Today is one of those days where I finished everything I MUST do, and now I have the rest of the day free with nothing planned. I will go to yoga tonight, I hope, but until 7pm, I’m free to fret over what could be done. I have a list of things to accomplish – a little clean-up, a letter to write, etc – but what I most want to do today is spend time with people. Here is where I’m stuck – I have no people to spend time with.

I’m not feeling sorry for myself or really complaining – this is just the place I am in at this point in my life. I live in a new city where I know few people; most of my good friends are at least two hours away; my colleagues (who are also friends) are frantically preparing for the semester that starts tomorrow. I am – by the grace of God – actually caught up and aching to spend real, quality time with people. I want community.

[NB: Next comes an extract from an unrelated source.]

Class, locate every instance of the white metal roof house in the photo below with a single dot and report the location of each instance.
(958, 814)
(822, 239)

So I signed up for Meetups in an attempt to get to know more people here. I think this is a great system – where people get together around like interests – but I guess I also think it’s a little sad that we need it. Not to wax too nostalgic here, but how did people get to know people twenty years ago? Or were people lonely then, too?

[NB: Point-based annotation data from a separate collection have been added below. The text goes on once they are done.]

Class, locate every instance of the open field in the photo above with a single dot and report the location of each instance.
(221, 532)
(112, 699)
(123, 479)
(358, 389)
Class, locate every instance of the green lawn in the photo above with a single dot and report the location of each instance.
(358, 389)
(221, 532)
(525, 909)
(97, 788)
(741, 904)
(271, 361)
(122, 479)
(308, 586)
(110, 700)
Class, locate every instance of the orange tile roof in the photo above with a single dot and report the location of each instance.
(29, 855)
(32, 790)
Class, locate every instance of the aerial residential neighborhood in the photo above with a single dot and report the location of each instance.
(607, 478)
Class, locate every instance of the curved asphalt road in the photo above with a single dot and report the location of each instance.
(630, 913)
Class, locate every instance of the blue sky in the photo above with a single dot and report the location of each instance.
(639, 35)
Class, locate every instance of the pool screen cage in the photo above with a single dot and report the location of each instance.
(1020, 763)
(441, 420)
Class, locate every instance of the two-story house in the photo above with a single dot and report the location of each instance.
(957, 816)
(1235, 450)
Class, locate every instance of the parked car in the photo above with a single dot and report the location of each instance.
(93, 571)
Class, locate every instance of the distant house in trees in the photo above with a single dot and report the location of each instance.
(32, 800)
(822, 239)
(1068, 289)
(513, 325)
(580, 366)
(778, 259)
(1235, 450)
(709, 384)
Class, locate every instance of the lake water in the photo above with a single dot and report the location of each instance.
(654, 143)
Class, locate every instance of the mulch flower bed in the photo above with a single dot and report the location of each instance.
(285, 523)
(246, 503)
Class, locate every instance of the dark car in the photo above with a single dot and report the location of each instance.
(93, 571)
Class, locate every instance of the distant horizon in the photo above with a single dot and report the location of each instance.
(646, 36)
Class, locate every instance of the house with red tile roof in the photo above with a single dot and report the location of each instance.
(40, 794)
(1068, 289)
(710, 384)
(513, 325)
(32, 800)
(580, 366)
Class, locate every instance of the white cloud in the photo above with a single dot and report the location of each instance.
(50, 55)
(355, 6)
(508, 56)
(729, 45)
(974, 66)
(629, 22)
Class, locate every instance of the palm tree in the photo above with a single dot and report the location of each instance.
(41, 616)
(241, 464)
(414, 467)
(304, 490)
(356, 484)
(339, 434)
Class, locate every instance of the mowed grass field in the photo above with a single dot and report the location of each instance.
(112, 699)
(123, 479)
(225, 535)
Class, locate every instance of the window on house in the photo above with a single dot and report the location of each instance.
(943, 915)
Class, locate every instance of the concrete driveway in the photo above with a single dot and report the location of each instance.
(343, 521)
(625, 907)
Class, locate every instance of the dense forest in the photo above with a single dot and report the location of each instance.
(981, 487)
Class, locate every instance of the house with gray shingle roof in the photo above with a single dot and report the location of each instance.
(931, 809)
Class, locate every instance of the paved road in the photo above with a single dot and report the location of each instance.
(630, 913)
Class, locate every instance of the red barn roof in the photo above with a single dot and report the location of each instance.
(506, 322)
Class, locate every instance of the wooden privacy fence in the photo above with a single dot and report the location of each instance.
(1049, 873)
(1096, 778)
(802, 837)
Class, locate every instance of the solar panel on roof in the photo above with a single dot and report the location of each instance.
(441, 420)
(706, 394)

I just finished reading The Summer of the Great-Grandmother by Madeline L’Engle, and I was struck by the way her community gathered around her when her mother died. People dropped everything to be with her at the time. People brought food. Her family gathered close. This strikes me as real community. I know these types of relationships take time, and I am very blessed to have some good friends who will, really, drop their lives to help me if I need them. But still, I wish I was in a place where I could see them without that desperate need from one of us.

Dave and I were talking about this some this weekend because I have found myself relying so much on him for everything (an unhealthy thing for sure), and I asked him whether he thought it made a difference whether or not you were in the country or city or suburbs when looking for community. I thought, maybe, that the country or city were more optimal locations, but he told me how his friends in his suburban neighborhood used to get together often. So I have been rethinking my stance, and have decided that my thought that “community happens somewhere else” is my own unwillingness to make the effort to make community where I am. Hence, the Meetup groups.

So today, I will probably spend most of the day alone, but I’m going to try to do something small to help the community I am in – as Dr. King preached. I am going to go out and pick up trash on my street. It’s a small thing, but maybe I’ll meet someone. Maybe I won’t, but it will be something that I am doing for my place – this little street in Baltimore where I hope to build my community.